Untersuchungsausschuss auf Zielgerade
Zuletzt haben mehrere prominente ehemalige Bundespolitiker im Schweriner Untersuchungsausschuss ausgesagt. Bei seiner Befragung verteidigte Ex-Kanzler Gerhard Schröder (SPD) den Bau der Leitung als wichtig für die Versorgung Deutschlands mit billigem russischem Gas.
Der 81-Jährige bezeichnete sowohl Nord Stream 2 als auch die Gründung der Klimaschutzstiftung Mecklenburg-Vorpommern als eine «außerordentlich vernünftige Entscheidung». Unter ihrem Mantel wurde die Leitung fertig gebaut, nachdem die USA am Bau beteiligten Firmen mit Sanktionen gedroht hatten.

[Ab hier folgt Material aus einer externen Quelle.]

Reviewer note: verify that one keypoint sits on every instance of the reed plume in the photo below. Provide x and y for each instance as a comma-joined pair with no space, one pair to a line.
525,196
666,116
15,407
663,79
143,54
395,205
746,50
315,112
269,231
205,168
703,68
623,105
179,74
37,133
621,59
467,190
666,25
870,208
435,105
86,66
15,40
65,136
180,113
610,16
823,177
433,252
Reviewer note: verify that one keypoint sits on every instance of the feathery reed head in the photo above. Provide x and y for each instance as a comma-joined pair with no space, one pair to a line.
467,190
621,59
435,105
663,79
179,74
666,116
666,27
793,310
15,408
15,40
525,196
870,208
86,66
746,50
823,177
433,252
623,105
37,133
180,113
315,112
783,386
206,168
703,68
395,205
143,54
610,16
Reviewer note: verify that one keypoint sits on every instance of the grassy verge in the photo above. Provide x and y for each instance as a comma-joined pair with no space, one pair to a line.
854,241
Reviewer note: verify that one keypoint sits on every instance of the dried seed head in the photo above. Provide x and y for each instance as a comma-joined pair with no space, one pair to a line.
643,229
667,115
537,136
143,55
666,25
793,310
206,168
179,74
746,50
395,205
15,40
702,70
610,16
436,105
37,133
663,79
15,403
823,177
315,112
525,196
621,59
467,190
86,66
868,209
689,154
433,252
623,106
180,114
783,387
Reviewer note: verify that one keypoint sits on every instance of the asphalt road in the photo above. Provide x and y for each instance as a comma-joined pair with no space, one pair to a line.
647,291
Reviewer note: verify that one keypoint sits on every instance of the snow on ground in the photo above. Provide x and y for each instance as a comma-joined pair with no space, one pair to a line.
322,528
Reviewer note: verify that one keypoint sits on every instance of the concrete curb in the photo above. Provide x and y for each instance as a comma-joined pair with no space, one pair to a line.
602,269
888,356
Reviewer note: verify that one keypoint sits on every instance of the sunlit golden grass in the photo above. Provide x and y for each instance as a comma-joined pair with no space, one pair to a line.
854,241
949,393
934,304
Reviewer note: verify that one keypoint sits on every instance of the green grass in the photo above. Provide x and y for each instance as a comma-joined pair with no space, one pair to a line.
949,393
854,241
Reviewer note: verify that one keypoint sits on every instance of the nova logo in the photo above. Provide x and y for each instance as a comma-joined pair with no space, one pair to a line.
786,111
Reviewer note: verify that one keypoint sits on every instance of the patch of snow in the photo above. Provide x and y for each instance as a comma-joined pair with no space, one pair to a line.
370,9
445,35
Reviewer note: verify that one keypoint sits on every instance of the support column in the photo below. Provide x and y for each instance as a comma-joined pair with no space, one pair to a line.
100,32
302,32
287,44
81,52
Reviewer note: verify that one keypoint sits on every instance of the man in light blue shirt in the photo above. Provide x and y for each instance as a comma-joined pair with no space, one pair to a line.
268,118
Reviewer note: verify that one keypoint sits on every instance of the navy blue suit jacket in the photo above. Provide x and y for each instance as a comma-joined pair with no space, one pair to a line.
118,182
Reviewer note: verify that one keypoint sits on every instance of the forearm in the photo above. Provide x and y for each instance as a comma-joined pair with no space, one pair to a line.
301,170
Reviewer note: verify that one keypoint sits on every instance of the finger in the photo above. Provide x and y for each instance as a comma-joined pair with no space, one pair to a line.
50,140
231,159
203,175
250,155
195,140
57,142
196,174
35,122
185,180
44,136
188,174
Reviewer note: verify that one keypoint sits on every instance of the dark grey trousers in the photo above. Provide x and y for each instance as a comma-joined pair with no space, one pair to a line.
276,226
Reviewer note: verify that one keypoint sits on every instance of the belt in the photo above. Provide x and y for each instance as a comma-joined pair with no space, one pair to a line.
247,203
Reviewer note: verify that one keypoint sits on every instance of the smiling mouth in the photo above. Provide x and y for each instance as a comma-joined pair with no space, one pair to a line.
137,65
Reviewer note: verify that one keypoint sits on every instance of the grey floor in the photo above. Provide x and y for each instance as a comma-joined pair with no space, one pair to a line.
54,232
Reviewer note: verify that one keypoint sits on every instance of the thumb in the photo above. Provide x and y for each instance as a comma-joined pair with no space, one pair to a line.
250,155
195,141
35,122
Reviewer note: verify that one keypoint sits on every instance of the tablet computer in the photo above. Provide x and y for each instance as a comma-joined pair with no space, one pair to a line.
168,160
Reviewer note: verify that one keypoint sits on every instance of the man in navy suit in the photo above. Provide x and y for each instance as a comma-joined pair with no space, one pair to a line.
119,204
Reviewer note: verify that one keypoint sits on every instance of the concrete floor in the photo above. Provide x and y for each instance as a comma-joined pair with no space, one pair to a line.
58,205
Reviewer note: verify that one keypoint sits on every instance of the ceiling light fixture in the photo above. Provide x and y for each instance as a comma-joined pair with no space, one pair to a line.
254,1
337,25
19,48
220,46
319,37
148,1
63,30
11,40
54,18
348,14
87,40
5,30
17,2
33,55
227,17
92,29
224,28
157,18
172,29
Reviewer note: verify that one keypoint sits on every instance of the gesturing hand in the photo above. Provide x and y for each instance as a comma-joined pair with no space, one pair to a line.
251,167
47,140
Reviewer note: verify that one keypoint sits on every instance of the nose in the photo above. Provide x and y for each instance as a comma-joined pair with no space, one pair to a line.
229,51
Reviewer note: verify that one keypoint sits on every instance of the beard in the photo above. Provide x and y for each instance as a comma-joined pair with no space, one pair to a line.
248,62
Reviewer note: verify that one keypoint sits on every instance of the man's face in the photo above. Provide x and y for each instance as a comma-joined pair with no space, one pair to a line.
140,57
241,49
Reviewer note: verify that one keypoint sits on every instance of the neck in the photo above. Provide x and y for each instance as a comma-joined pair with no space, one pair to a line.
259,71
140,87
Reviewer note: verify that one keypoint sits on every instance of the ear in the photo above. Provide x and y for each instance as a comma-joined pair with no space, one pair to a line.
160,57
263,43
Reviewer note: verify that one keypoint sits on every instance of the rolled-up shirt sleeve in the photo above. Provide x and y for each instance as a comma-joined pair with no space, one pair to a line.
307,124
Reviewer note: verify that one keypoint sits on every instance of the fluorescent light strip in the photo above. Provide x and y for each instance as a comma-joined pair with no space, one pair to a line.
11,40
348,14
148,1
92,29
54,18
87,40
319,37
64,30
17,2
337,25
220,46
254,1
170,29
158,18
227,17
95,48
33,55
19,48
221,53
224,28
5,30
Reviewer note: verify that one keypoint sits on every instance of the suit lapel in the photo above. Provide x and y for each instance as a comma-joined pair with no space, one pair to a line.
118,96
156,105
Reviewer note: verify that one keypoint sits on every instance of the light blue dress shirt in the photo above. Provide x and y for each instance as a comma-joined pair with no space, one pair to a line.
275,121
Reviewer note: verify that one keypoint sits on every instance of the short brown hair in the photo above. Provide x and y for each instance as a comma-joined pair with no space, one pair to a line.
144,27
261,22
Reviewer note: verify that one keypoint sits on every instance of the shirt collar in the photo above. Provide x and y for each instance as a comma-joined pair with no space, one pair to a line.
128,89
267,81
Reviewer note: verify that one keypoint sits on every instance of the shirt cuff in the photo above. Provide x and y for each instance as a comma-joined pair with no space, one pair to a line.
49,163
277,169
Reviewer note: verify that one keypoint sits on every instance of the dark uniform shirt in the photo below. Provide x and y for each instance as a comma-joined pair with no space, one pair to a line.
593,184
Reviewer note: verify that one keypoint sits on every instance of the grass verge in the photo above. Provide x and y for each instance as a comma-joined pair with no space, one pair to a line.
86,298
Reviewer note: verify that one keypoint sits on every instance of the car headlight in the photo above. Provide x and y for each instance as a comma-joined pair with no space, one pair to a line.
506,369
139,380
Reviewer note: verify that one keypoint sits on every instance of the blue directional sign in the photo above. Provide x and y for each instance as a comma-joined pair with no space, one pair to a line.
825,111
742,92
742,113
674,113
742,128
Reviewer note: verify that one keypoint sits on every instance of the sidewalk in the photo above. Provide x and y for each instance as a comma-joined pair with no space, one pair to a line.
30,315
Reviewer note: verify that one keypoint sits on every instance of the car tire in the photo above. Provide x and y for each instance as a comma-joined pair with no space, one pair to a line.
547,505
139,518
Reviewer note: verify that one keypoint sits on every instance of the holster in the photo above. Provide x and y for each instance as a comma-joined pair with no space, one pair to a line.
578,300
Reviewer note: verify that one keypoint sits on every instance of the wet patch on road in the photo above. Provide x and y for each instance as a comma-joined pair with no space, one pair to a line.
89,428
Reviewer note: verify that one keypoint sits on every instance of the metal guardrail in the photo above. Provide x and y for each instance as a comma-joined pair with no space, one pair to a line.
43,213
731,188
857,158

Sigmar Gabriel (SPD), der von 2013 bis Anfang 2017 Bundesminister für Wirtschaft und Energie und danach Bundesaußenminister war, räumte im Ausschuss Fehler im Umgang mit Russland ein. Wladimir Putin und dessen Absichten falsch eingeschätzt zu haben, sei «ist einer der größten Fehler der deutschen Außenpolitik, an dem ich beteiligt war», sagte er.